Losses this week have pulled the S&P 500 4% off its record closing high on Friday, while the tech-heavy Nasdaq is about 8% below its April 29 all-time high.

The CBOE volatility index, a measure of investor anxiety, has surged to its highest levels in more than two months to 27.63 points.

At 6:37 a.m. ET, Dow e-minis were down 189 points, or 0.56%, S&P 500 e-minis were down 15 points, or 0.37%, and Nasdaq 100 e-minis were down 37.25 points, or 0.29%.

Shares in oil major Exxon Mobil and copper miner Freeport-McMoran dropped, tracking a fall in commodity prices, while lenders, including Bank of America and Goldman Sachs fell 0.8% and 1.7% in premarket trading.

Dating app owner Bumble Inc slipped 1% despite forecasting current-quarter revenue above estimates. The stock has shed about 19% of its value in the past three sessions.

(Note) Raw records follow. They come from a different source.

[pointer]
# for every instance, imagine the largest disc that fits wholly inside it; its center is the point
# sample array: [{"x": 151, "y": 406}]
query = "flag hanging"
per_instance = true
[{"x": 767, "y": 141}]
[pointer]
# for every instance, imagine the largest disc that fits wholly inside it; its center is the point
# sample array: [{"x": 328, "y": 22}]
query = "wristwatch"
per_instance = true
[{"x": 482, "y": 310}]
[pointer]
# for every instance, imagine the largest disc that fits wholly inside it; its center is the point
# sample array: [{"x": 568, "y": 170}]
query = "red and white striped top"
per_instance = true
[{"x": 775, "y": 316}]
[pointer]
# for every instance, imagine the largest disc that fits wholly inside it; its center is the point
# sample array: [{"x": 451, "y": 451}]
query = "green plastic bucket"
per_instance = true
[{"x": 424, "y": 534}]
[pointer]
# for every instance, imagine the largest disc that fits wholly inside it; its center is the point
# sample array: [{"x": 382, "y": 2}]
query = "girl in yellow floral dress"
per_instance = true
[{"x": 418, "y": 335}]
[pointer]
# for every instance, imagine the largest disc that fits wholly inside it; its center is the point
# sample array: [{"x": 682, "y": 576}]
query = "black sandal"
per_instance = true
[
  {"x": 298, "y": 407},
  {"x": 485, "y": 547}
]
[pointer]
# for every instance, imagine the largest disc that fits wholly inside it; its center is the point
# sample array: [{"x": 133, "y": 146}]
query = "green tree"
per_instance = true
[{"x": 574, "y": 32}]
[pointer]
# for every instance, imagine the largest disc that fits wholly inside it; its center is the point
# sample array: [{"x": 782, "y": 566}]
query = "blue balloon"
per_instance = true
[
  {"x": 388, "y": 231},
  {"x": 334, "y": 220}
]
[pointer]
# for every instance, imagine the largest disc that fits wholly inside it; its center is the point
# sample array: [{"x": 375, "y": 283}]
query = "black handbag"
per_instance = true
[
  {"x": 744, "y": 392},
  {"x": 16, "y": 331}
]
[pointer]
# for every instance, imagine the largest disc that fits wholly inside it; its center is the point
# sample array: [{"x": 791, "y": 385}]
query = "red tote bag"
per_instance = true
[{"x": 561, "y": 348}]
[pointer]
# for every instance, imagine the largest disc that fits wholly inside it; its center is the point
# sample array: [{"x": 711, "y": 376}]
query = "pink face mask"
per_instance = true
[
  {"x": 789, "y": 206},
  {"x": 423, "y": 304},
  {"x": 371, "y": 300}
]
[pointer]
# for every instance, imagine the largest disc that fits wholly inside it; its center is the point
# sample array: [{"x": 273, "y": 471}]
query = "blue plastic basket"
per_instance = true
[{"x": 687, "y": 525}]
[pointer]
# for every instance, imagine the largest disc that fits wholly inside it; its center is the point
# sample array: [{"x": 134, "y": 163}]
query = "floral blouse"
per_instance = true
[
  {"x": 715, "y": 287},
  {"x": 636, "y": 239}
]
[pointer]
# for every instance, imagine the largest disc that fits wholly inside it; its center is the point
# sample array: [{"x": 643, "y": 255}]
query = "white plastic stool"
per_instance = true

Walt Disney’s shares dropped 1.6% ahead of its second-quarter results due after the closing bell.

Tesla Inc shed 1.5% as its chief executive, Elon Musk, said the company will no longer accept bitcoin for car purchases, a swift reversal in the company’s position on the cryptocurrency. Bitcoin prices clawed back some losses after Musk’s comment shaved 13% off its value on Wednesday.